Ayrıca insülin direnci kaslardaki protein oluşumunu etkileyebilir. Yani, vücut insüline yanıt vermezse kas kütlesini ve gücünü kaybeder ve bu, birçok kanser hastası için büyük bir sorundur.

Sonuç olarak, kanser ve insülin direnci gerçekten ciddi bir sorundur. kötü kombinasyon.

Lykke Sylow, vücut daha fazla insülin üreterek bunu telafi edeceği için insülin direncini tespit etmek zor olabileceğinden, normal görünse bile onkologların hastaların kan şekeri seviyesini kontrol etmeye başlayacağını umuyor.{ 4}

“Ve eğer hastanın insülin direncinden muzdarip olduğunu tespit ederlerse, bunu tedavi etmeye başlamaları gerekiyor. İnsülin direncini tedavi edebiliyoruz çünkü bu durum hakkında derinlemesine bilgi sahibiyiz; bunu sadece tip 2 diyabetle ilişkilendirmeye alışkınız.”

Ancak bağlantının yönleri daha fazla araştırma gerektiriyor.
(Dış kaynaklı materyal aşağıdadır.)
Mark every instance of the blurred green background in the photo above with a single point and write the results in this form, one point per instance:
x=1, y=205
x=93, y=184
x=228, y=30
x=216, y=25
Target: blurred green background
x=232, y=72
“Sonraki adım, kimin insülin direnci geliştirdiğini belirlemeye çalışmak. Burada hangi kanser hastaları risk altında? Belirli bir kanser türü veya belirli risk faktörleri var mı? Yoksa belki de tedaviyle bağlantılıdır?” Lykke Sylow şunu söylüyor ve ekliyor:

“Bu duruma yakalanma riski yüksek olanları belirledikten sonra, insülin direnci tedavisi ve bunun hastalar üzerinde olumlu bir etkisi olup olmadığına ilişkin daha uzun vadeli çalışmalar görmeyi umuyorum .”

Referans: “Kanser hastalarında insülin direnci: sistematik bir inceleme ve meta-analiz” Yazan: Joan M. Màrmol, Michala Carlsson, Steffen H. Raun, Mia K. Grand, Jonas Sørensen, Louise Lang Lehrskov, Erik A. Richter ve Ole Norgaard, 12 Nisan 2023, Acta Oncologica.